19 country representatives attended this second Council Meeting. Some of the attendants of the first meeting could not make it, while some new countries now joined the Council, namely Poland, Czech Republic and Serbia. The representatives of these new member countries gave a brief presentation of primary health care organization in their country, like the other country representatives had done during the first EPCCS Council Meeting.
Thus, the Council now represents about 30 countries. Countries not represented in the Council thus far include Austria, France, Turkey, Russia, Croatia, Denmark, Norway, Sweden, and Bosnia. Persons interested in taking up this active role to represent their colleagues in the EPCCS Council, are encouraged to contact us at email@example.com.
Ideas were exchanged on how activities of the Council can be expanded and be visible in independent countries. One idea was to record brief videos to promote EPCCS in separate countries, to make the Society known to more people who may benefit from it. Another way for individual members to tell their colleagues about how the Society can support them in their work, is downloading a slide set about EPCCS, which will be made available for download on this website.
Part of the efforts of EPCCS to support GPs across Europe is the publication of several Practical Guidance Documents for Primary Care. Three documents have been written so far. Translations in Ukrainian and Slovak have been made, and are also available for download in the respective country sections on the website. Other countries are highly encouraged to send us translations in their local language. Because understanding of English appears to be a limiting factor in some countries, these translations form an important factor of outreach to GPs in all corners of Europe. Thus, the website will continue to upload resources helpful for European GPs in general, as well as documents relevant to specific countries. If you have country-specific resources you would like to make available through the EPCCS website, contact us at firstname.lastname@example.org.
Other ambitions regarding the EPCCS Guidance Documents would be to compose briefer versions of the guidance, which focus less on the exact evidence leading to the recommendations, but rather on the practical aspects of implementing the recommendations. Country-specific or cultural adaptations can also be valuable. Council members will likely need to play an active role in these ambitions.

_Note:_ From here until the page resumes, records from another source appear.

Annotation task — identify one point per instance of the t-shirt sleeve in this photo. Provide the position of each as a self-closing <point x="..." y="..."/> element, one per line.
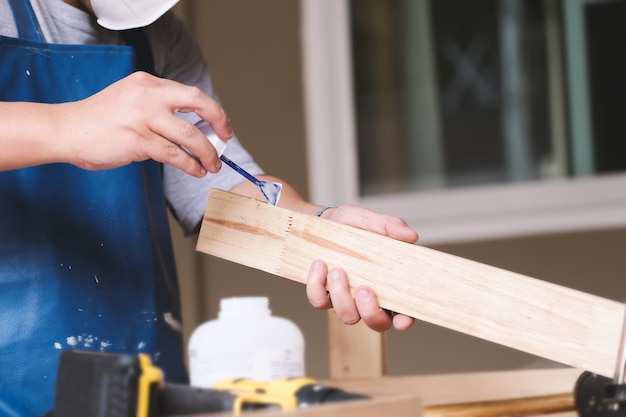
<point x="187" y="196"/>
<point x="178" y="57"/>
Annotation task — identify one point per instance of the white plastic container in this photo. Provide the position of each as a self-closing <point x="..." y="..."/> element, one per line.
<point x="246" y="341"/>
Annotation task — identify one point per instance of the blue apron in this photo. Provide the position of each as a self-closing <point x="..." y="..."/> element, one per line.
<point x="85" y="257"/>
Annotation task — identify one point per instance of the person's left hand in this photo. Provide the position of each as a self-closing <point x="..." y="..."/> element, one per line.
<point x="330" y="288"/>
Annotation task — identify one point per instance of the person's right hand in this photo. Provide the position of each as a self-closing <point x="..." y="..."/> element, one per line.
<point x="133" y="120"/>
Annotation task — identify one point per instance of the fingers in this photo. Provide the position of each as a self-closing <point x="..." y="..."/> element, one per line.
<point x="382" y="224"/>
<point x="316" y="291"/>
<point x="185" y="147"/>
<point x="331" y="289"/>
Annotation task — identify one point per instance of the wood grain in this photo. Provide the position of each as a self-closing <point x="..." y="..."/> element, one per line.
<point x="547" y="320"/>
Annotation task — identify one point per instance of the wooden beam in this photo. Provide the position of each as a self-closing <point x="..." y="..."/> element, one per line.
<point x="524" y="313"/>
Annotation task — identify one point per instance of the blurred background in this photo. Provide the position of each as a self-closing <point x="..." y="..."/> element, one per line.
<point x="495" y="127"/>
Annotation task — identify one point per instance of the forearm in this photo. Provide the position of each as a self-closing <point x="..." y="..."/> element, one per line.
<point x="29" y="135"/>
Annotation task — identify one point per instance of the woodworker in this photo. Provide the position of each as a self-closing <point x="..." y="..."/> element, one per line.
<point x="91" y="154"/>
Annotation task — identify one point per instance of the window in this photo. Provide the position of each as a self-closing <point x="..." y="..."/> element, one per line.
<point x="469" y="119"/>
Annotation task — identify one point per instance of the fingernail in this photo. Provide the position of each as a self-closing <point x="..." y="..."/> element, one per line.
<point x="362" y="295"/>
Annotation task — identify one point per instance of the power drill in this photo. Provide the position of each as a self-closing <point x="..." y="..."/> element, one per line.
<point x="126" y="385"/>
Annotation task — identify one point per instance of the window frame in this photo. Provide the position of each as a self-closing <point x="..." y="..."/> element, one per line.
<point x="442" y="216"/>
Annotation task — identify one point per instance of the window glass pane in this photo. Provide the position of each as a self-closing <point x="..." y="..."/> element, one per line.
<point x="453" y="93"/>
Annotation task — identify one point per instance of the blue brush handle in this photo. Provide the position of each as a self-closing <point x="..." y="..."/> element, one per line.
<point x="240" y="170"/>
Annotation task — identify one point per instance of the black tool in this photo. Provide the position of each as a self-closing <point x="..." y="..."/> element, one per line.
<point x="600" y="396"/>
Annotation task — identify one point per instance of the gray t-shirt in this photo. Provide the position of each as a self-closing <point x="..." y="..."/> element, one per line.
<point x="176" y="57"/>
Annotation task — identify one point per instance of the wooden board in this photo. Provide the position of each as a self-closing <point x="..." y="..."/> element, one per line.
<point x="524" y="313"/>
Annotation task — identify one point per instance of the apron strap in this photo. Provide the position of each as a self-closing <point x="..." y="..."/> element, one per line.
<point x="26" y="21"/>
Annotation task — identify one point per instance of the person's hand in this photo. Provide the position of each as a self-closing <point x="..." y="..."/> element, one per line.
<point x="133" y="120"/>
<point x="330" y="288"/>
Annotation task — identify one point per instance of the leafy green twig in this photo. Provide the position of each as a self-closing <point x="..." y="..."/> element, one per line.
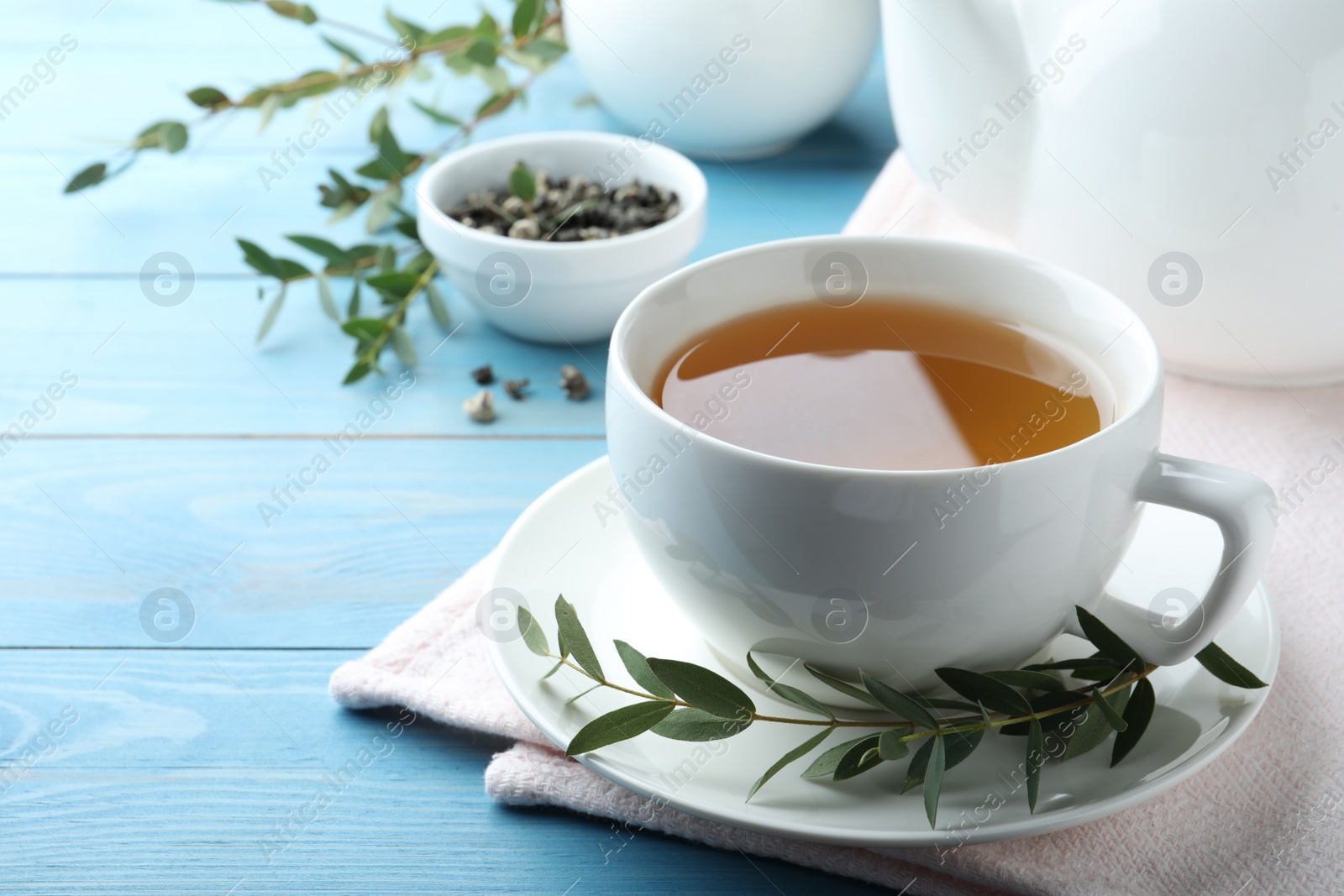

In addition to summarizing the existing evidence, the Council may consider to contribute evidence. This could be done by conducting surveys among GPs in various countries. Moreover, it could be envisaged to even set up clinical research projects in the future. Another idea to explore in the future may be how to involve or empower patients, and how to operationalize this.
Next steps in the near future will include face-to-face meetings prior to each Annual CV Summit Meeting. At least one extra attempt to connect will be made in between the Annual Summits, likely through a teleconference. Plus, EPCCS may become involved at national meetings, which may also provide opportunities for further live meetings.